OpenTelemetry Python - OpenAI Instrumentation

OpenAI client instrumentation supporting openai, it can be enabled by using OpenAIInstrumentor.

Usage

from openai import OpenAI
from opentelemetry.instrumentation.openai_v2 import OpenAIInstrumentor

OpenAIInstrumentor().instrument()

client = OpenAI()
response = client.chat.completions.create(
    model="gpt-4o-mini",
    messages=[
        {"role": "user", "content": "Write a short poem on open telemetry."},
    ],
)

Configuration

By default, the instrumentation aligns with Semantic Conventions v1.30.0 and does not capture prompt or completion content. Behavior is controlled via environment variables:

  • OTEL_SEMCONV_STABILITY_OPT_IN=gen_ai_latest_experimental - opt into the latest GenAI semantic conventions. Required to access the newer attributes and the span_only / event_only / span_and_event content modes. Without this flag, the instrumentation stays on v1.30.0 conventions.

  • OTEL_INSTRUMENTATION_GENAI_CAPTURE_MESSAGE_CONTENT - enable capture of prompts, completions, tool arguments, and return values. Set to true on the legacy path, or one of span_only, event_only, span_and_event when experimental conventions are enabled.

  • OTEL_INSTRUMENTATION_GENAI_COMPLETION_HOOK=upload together with OTEL_INSTRUMENTATION_GENAI_UPLOAD_BASE_PATH=<fsspec-uri> - upload prompts and completions to an fsspec-compatible destination (local filesystem, gs://, s3://, etc.) and record reference URIs as gen_ai.input.messages.ref / gen_ai.output.messages.ref attributes. Inline content is not captured unless OTEL_INSTRUMENTATION_GENAI_CAPTURE_MESSAGE_CONTENT is also set.

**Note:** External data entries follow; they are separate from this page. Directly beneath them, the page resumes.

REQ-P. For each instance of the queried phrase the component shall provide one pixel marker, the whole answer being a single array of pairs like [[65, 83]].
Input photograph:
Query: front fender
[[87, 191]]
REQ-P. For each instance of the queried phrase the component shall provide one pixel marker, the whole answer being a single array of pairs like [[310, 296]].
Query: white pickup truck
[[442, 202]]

See the opentelemetry-util-genai README for the full list of GenAI configuration variables.

A custom CompletionHook implementation can also be passed programmatically:

OpenAIInstrumentor().instrument(completion_hook=my_hook)

When provided, this takes precedence over the hook resolved from OTEL_INSTRUMENTATION_GENAI_COMPLETION_HOOK.

API

class opentelemetry.instrumentation.openai_v2.OpenAIInstrumentor(*args, **kwargs)[source]

Bases: BaseInstrumentor

instrumentation_dependencies()[source]

Return a list of python packages with versions that the will be instrumented.

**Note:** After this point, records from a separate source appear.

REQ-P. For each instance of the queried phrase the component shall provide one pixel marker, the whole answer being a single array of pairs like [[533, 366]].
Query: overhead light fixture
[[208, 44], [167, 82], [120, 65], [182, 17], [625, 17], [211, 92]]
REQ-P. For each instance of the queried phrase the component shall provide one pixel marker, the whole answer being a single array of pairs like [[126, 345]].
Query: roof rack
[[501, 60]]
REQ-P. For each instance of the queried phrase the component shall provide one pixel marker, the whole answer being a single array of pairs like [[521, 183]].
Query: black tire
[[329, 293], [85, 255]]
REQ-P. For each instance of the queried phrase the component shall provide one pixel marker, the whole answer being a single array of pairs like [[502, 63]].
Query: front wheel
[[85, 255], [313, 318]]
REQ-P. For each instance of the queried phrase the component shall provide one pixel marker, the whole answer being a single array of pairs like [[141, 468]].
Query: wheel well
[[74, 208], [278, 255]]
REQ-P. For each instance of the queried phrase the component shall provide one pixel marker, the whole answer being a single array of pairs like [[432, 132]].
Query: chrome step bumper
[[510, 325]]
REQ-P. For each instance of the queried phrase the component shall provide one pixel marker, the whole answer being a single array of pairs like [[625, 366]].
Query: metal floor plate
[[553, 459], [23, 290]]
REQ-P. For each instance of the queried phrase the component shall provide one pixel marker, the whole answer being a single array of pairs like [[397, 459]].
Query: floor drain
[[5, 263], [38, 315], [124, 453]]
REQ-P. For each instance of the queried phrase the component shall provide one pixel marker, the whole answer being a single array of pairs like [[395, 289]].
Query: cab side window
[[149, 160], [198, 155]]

The format should be the same as used in requirements.txt or pyproject.toml.

For example, if an instrumentation instruments requests 1.x, this method should look like: :rtype: Collection[str]

def instrumentation_dependencies(self) -> Collection[str]:

return [‘requests ~= 1.0’]

This will ensure that the instrumentation will only be used when the specified library is present in the environment.